Several multimodal dialogue corpora including dialogues between two speakers have been collected for the analysis of human interactions, facial expressions, emotions, and gestures. The Cardiff Conversation Database (CCDb) [
1] contains audio-visual natural conversation with no role assigned (whether listener or speaker) and no scenario. Some of the data were annotated with dialogue acts such as Backchannel and Agree, emotions such as Surprise and Happy, and head movements such as Head Nodding and Head Tilt. Each conversation lasted 5 minutes, and 300 minutes of dialogue were collected, with participants ranging in age from 25 to 57 years. The Emotional Dyadic Motion CAPture (IEMOCAP) dataset [
6] is used for communication and gesture analysis. The actors were wearing markers on their faces, heads, and hands, and two types of dialogue were conducted: improvisations and scripted scenarios.
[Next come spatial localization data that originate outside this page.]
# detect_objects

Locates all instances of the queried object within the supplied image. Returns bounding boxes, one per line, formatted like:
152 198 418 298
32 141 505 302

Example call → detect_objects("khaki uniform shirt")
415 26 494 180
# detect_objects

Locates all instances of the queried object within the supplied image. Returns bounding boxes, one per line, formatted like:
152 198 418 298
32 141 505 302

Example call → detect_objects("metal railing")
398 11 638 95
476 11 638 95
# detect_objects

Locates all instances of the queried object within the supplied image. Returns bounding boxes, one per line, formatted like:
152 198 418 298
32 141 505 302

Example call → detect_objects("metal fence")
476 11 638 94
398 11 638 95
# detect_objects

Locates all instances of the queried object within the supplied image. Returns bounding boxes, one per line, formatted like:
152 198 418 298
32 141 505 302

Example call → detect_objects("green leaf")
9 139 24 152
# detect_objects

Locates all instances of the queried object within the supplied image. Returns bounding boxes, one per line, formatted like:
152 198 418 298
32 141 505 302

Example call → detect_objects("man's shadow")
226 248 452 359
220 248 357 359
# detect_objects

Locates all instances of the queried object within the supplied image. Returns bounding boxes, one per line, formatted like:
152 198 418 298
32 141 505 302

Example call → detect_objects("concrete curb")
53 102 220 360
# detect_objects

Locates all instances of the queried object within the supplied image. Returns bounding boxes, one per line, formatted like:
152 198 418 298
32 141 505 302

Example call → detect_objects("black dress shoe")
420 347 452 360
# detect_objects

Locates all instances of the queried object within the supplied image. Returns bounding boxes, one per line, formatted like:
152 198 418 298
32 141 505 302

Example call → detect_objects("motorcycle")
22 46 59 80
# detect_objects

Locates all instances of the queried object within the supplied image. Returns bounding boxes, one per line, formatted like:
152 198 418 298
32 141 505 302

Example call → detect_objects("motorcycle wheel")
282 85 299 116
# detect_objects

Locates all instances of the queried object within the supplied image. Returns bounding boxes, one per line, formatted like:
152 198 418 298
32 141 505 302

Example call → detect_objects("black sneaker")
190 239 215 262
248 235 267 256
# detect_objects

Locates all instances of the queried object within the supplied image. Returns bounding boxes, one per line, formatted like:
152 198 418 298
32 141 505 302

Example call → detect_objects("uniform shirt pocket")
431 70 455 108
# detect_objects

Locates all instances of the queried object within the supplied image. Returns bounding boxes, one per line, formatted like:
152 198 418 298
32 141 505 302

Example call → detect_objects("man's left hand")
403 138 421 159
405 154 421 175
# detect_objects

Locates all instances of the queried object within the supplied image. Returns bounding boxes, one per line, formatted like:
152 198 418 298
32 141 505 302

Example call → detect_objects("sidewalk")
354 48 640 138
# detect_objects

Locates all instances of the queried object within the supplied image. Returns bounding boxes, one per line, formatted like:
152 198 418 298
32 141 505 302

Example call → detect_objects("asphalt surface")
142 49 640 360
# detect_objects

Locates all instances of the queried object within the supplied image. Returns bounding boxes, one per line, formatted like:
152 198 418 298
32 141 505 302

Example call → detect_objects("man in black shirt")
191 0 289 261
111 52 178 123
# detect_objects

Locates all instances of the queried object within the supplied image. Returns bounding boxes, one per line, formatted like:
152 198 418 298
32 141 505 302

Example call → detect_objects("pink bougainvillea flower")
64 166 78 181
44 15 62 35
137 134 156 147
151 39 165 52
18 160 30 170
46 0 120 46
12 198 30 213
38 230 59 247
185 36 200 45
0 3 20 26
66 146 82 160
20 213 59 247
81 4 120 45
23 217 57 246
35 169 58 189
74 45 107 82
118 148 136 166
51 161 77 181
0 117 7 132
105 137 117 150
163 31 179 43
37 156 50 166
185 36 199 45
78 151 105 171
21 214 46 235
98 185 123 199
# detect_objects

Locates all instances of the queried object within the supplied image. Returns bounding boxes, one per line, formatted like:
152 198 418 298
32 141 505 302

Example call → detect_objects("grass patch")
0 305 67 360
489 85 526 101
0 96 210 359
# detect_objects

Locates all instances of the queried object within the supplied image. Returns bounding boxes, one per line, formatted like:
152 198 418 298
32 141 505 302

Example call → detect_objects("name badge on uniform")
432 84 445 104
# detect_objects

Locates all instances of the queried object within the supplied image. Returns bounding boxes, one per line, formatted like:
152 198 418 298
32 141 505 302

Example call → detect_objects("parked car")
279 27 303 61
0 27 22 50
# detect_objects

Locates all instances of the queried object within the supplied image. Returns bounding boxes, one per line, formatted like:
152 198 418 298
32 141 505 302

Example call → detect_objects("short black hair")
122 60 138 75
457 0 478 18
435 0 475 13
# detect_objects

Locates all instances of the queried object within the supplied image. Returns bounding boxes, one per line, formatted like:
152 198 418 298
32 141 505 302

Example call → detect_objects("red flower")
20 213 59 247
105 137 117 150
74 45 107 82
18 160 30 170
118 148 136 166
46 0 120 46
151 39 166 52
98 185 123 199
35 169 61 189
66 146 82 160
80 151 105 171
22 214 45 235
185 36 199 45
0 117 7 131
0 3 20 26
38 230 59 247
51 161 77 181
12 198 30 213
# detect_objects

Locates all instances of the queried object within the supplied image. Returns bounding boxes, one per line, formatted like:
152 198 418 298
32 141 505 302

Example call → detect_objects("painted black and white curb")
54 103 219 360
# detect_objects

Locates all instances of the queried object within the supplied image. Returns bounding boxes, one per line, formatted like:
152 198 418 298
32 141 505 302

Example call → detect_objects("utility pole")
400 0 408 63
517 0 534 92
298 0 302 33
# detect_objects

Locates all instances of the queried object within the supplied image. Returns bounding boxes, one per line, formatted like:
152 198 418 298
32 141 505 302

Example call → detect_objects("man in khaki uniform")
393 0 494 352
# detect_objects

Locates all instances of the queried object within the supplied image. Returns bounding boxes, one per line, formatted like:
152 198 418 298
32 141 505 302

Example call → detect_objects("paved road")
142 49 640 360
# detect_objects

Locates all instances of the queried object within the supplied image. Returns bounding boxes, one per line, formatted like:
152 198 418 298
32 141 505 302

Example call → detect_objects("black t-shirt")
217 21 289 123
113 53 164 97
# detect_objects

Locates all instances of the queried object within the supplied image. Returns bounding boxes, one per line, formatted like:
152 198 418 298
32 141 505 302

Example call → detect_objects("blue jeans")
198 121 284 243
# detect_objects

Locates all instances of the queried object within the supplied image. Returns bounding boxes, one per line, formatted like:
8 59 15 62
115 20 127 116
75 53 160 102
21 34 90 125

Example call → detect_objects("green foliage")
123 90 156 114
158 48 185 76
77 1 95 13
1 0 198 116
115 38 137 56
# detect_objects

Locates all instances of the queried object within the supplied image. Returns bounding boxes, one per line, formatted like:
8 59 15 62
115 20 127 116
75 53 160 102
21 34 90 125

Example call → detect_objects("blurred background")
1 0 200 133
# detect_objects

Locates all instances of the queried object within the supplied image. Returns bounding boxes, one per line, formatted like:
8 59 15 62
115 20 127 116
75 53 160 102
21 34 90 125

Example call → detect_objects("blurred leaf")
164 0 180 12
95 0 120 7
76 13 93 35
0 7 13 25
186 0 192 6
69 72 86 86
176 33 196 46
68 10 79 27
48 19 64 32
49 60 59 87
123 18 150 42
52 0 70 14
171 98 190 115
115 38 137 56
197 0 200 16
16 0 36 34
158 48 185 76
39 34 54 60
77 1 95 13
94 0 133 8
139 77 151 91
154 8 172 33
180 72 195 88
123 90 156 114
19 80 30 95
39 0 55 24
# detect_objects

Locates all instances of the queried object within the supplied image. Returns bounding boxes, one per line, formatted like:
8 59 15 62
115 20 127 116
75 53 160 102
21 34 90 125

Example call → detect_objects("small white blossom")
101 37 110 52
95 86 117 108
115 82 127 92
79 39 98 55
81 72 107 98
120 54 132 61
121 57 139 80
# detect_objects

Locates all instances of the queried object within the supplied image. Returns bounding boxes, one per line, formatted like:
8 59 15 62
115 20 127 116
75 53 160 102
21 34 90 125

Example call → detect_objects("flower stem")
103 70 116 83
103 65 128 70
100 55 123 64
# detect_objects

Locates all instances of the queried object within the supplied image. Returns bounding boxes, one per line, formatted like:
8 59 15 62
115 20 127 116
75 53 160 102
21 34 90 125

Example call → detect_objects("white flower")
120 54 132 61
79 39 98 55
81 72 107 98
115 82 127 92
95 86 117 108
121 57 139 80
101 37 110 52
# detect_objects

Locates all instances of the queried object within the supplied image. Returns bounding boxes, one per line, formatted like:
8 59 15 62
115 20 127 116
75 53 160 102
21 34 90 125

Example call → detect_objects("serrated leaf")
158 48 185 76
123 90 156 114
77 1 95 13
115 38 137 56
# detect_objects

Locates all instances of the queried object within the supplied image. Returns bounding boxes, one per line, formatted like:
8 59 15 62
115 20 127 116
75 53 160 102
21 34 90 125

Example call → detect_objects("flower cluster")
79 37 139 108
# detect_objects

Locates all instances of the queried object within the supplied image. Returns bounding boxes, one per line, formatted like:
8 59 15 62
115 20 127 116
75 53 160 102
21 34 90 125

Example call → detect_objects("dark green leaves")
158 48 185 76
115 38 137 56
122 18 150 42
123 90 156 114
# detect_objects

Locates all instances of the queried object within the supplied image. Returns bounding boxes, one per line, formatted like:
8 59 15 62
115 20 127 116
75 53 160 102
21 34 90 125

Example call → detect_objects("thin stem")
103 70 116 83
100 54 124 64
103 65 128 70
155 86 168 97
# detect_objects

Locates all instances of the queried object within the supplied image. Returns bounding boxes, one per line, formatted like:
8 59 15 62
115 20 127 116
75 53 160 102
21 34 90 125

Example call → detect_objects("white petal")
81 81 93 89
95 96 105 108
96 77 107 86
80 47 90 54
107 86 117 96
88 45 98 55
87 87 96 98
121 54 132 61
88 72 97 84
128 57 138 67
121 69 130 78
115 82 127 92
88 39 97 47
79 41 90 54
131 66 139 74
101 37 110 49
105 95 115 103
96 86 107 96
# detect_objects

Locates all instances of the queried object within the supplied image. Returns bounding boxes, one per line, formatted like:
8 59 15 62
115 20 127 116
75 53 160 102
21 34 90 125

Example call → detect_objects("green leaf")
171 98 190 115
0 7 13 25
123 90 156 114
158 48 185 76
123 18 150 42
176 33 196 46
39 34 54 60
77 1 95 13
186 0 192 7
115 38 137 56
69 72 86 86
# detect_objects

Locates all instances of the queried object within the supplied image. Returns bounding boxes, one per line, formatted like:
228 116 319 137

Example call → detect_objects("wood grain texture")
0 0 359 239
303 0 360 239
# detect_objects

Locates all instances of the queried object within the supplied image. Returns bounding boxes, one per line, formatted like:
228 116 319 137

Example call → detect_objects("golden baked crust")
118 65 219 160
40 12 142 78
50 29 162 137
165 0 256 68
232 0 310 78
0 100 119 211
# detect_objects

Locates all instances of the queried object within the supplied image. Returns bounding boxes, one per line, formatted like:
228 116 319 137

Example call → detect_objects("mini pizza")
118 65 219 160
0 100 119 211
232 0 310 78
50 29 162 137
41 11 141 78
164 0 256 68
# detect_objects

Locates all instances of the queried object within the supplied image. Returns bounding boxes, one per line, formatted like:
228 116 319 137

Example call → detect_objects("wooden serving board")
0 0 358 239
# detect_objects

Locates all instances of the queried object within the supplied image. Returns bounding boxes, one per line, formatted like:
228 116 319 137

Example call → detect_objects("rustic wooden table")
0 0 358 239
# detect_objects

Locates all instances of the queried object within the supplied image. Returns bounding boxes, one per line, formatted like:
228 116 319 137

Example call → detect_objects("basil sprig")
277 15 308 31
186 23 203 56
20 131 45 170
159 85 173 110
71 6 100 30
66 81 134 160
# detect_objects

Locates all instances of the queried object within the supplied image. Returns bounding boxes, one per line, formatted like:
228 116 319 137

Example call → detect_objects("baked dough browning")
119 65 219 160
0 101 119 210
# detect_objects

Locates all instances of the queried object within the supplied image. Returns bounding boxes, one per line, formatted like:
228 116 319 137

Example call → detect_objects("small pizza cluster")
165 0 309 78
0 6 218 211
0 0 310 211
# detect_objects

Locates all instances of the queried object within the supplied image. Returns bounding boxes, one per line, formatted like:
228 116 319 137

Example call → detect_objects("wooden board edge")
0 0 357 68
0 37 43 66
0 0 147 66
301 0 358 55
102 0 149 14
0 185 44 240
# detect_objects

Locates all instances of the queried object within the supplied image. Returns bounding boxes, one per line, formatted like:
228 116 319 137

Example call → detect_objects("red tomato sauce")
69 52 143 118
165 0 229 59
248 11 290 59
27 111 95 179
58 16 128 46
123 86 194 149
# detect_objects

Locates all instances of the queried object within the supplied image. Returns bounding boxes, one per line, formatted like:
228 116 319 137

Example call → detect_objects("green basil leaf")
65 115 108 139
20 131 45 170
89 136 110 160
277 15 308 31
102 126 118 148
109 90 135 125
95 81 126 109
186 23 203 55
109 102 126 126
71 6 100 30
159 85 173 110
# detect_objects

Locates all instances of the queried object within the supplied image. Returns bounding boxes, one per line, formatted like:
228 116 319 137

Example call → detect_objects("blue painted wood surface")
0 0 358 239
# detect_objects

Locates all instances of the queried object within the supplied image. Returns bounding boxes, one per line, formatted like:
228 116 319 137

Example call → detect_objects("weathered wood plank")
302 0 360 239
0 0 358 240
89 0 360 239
The utterances are annotated with emotional labels. The total recording time was approximately 12 hours. The NoXi corpus [
7] contains dialogues mainly in English, French, and German, annotated with head movements, smiles, gazes, engagement, and so on. The total recording time was approximately 25 hours, and the ages of the participants ranged from 21 to 50 years. The CANDOR corpus [
24] is an English conversation corpus that consists of 1,656 conversations totaling 850 hours. This corpus is larger than that collected for this study. However, unlike our study, it was transcribed and annotated automatically, not by hand. In addition, the participants range in age from 19 to 66 years, and the corpus excludes conversations with minors. The CABB dataset [
12] is a dialogue corpus of collaborative referential communication games conducted in Dutch. It includes video, audio, and body-motion tracking data. The multimodal dialogue corpus Hazumi [
16] includes dialogues that represent conversations in Japanese between a participant and a system that is operated using the
Wizard of Oz (WoZ) method. It aggregates approximately 65 hours of dialogue
1 with 214 participants who ranged in age from their 20s to their 70s, excluding minors. All exchanges between pairs, made up of a system utterance and the subsequent user utterance, were assigned sentiments by multiple third-party annotators. Physiological sensor outputs were also simultaneously recorded as a version within the corpus. In addition, a multimodal corpus of persuasive dialogues between participants and an Android operated with WoZ has been constructed [
15]. In this study, we collected more than 115 hours of data, or more than the two-party multimodal dialogue corpus noted previously. The age range of the speakers in our data was also wider than that in previous studies.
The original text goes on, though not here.